Silva looked at Sandra, knowing she, at least, would believe his next words. “I had me a little plan to get us off the ship. Mighta worked. We mighta got off without killin’ hardly anybody”-he shrugged-“or I mighta still blown up your ship. That was always plan B. When I heard your plan, I figgered it ’ud be easier-an’ safer-for us an’ the princess. But only if I dusted off plan B an’ made it part o’ plan A! Well, the plans worked, yours an’ mine, an’ here we are.
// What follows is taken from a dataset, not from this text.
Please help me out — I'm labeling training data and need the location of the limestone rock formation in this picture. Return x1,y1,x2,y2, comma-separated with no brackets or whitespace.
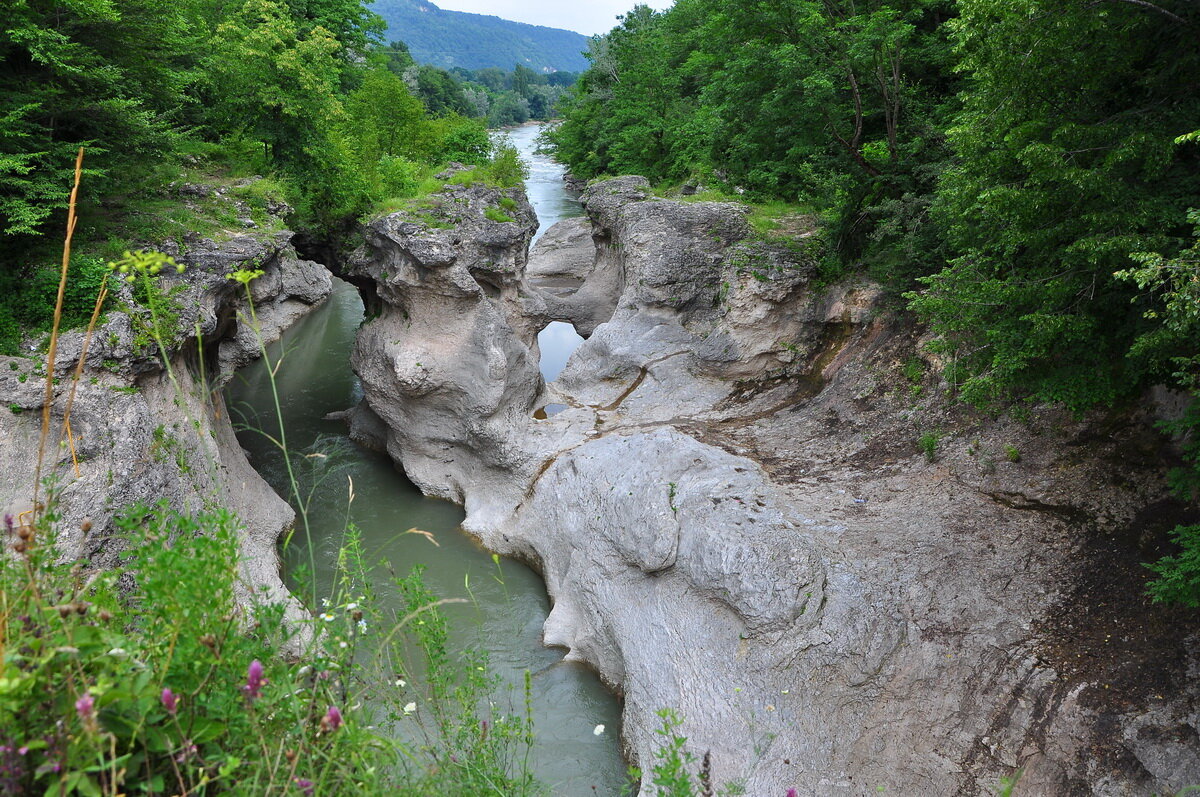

I’m sorry if I killed some good fellas, but I ain’t that damn sorry.” He pointed at the pistol on Rajendra’s belt. “You can try to shoot me now, an’ maybe that’ll prove you ain’t as yellow as I think you are, but I’ll kill you an’ you’ll just be dead instead o’ helpin’ out now, when your princess needs you. Or you can prove you weren’t never yellow at all-just confused an’ a little scared, in a fix you hadn’t come upon before. I’ve heard that happens to folks. You can prove that by bein’ a good captain for what’s left of your crew, an’ by helpin’ Larry an’ Captain Lelaa-if she’ll have you-navigate our way to the boosum o’ Larry’s lovin’ home.”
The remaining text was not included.